The Arctic Refuge is one of the last true wild places in North America, home to caribou, threatened polar bears and more. The reality is that leasing should never take place on its coastal plain regardless of how much revenue is promised — no amount of money can replace this unparalleled public land. It was a treat to see David Thoreson's beautiful piece several weeks ago on the Arctic Refuge ("Witnessing one of the planet's great migrations in the Arctic National Wildlife Refuge," May 12) and the epic land migration of the porcupine caribou — the longest land migration of any mammal on earth.

Thank you, Rep. McCollum, for standing up to keep this amazing place wild.

Lois Norrgard, Bloomington

The writer is the national field organizer for the Alaska Wilderness League.

NAMING RIGHTS

After all this, 'Lake Target' and 'Summit Beer Beach' aren't so bad

I read the letters to the editor to stir my righteous indignation, solidify my long-held beliefs or to illuminate a viewpoint on an issue that I can't figure out on my own.
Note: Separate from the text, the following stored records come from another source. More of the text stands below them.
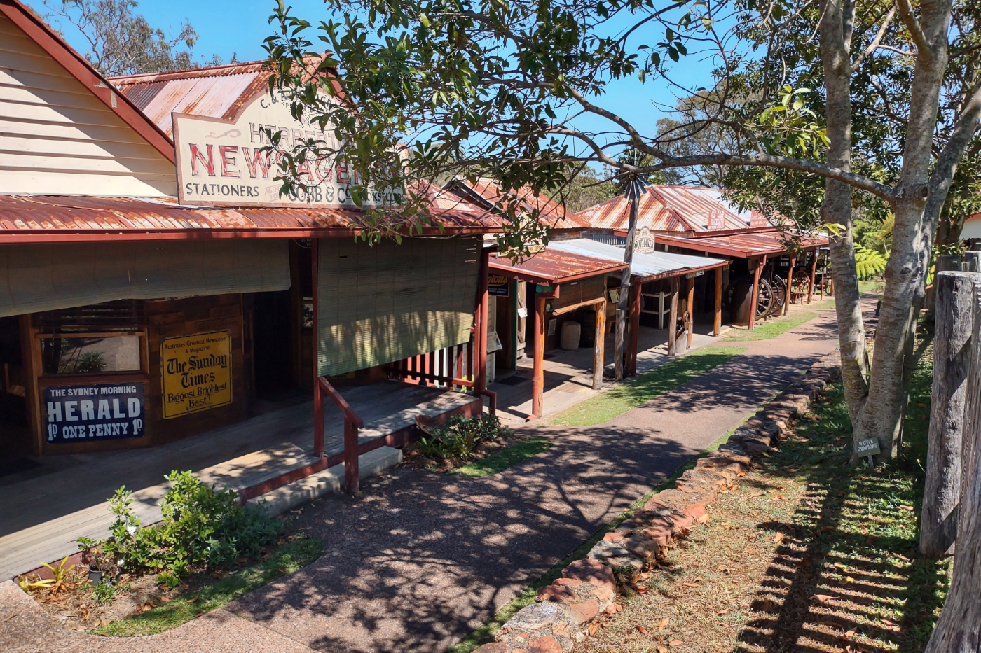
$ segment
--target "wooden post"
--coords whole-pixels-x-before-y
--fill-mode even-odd
[[[637,205],[639,200],[630,200],[630,219],[627,222],[627,245],[623,252],[627,269],[620,273],[620,301],[616,308],[616,334],[613,339],[613,369],[617,380],[623,380],[624,348],[627,341],[627,311],[630,310],[630,271],[634,261],[634,231],[637,230]]]
[[[627,353],[624,357],[624,375],[637,375],[637,340],[641,333],[641,289],[640,283],[630,286],[630,323],[627,327]]]
[[[480,396],[488,387],[488,286],[490,274],[490,249],[485,247],[481,251],[481,271],[477,280],[477,297],[480,302],[480,322],[477,323],[475,343],[477,346],[477,378],[476,394]]]
[[[973,330],[970,308],[976,278],[981,275],[942,272],[934,281],[936,331],[920,553],[935,559],[947,554],[957,532],[960,466],[961,461],[967,462],[960,447]]]
[[[807,284],[807,303],[814,294],[814,281],[817,278],[817,248],[814,249],[814,256],[810,260],[810,283]]]
[[[688,296],[685,298],[685,313],[688,315],[688,337],[685,338],[685,351],[692,348],[692,337],[695,335],[695,277],[689,276]]]
[[[668,315],[668,356],[678,355],[678,286],[677,276],[671,277],[671,313]]]
[[[944,610],[925,653],[975,651],[981,624],[981,293],[971,297],[973,315],[967,402],[964,415],[957,555]]]
[[[791,312],[791,288],[794,287],[794,266],[797,265],[797,257],[791,257],[791,269],[787,272],[787,299],[784,300],[784,315]]]
[[[712,335],[722,332],[722,268],[715,269],[715,313],[712,316]]]
[[[532,368],[532,417],[542,417],[545,390],[545,298],[535,297],[535,361]]]
[[[763,274],[763,266],[766,265],[766,256],[761,256],[756,259],[756,267],[752,271],[752,293],[749,305],[749,329],[751,331],[752,327],[756,326],[756,304],[759,303],[759,277]]]
[[[593,343],[593,389],[603,386],[603,331],[606,329],[606,299],[596,303],[596,337]]]
[[[320,280],[317,267],[320,264],[320,239],[310,240],[310,274],[312,278],[311,293],[313,294],[313,455],[318,458],[324,457],[324,395],[320,390],[320,333],[318,332],[319,320],[317,309],[319,298],[317,297]]]
[[[358,470],[358,427],[344,418],[344,487],[348,494],[361,489]]]

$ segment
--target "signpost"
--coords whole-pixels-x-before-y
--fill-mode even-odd
[[[232,333],[210,331],[167,338],[163,362],[164,419],[232,403]]]
[[[858,440],[858,443],[855,445],[855,453],[859,456],[868,456],[868,466],[875,467],[872,456],[880,453],[878,438],[870,437],[867,440]]]

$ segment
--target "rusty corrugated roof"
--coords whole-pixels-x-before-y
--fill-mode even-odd
[[[745,229],[753,217],[737,210],[721,190],[665,183],[646,186],[638,206],[637,226],[657,233]],[[723,226],[709,228],[709,217],[721,218]],[[593,228],[625,229],[630,220],[630,202],[622,195],[580,211],[580,222]]]
[[[312,58],[308,60],[316,63]],[[110,77],[110,81],[173,138],[174,112],[233,120],[250,100],[268,90],[271,71],[265,64],[253,61],[132,75]]]
[[[597,276],[623,270],[626,267],[627,264],[623,262],[572,254],[553,247],[546,247],[544,251],[519,264],[515,264],[510,259],[498,257],[496,254],[490,255],[490,270],[494,273],[542,285],[554,285]]]
[[[482,177],[476,183],[471,183],[463,177],[457,177],[446,184],[446,188],[469,195],[473,200],[484,204],[489,209],[494,208],[501,201],[500,185],[493,179]],[[555,200],[536,193],[531,186],[524,186],[516,193],[526,210],[538,209],[542,222],[554,225],[557,228],[587,227],[575,214],[566,212],[565,207]]]
[[[500,218],[472,203],[437,198],[434,206],[435,225],[424,233],[501,228]],[[403,224],[398,212],[389,215],[393,227]],[[354,208],[213,209],[181,206],[176,200],[0,195],[0,242],[331,236],[363,226],[364,212]]]
[[[780,232],[776,230],[729,233],[718,236],[701,235],[699,237],[661,234],[655,240],[660,245],[734,256],[741,259],[755,258],[763,254],[783,254],[787,251],[787,245],[780,237]],[[802,247],[821,247],[827,244],[828,237],[825,235],[806,235],[800,238]]]

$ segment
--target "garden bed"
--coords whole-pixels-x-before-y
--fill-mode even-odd
[[[81,562],[19,577],[65,627],[97,634],[161,632],[316,560],[321,545],[238,505],[232,490],[174,472],[163,521],[142,527],[125,488],[110,499],[110,536],[79,539]]]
Rarely do I get a laugh. But a recent missive about a decent solution to the Lake Calhoun/Bde Maka Ska kerfuffle — selling the naming rights — gave me a chuckle ("Contrition feels good, helps no one," May 24). Then came the realization, "Hey! Wait a minute. That's a good idea!"

The naming rights to places around the Twin Cities could solve the homeless situation and opioid addiction, with money left over to train cops not to shoot at everything that makes them nervous.

We'd just need to get used to corporate sponsors buying naming rights to this and that. Lake Target? It's got a nice ring to it. How about Summit Beer Beach? What the heck, several already are. Nicollet Mall becomes Bachmann Mall. Maybe they could plant trees that would last longer than a year.

This looks like a win-win situation.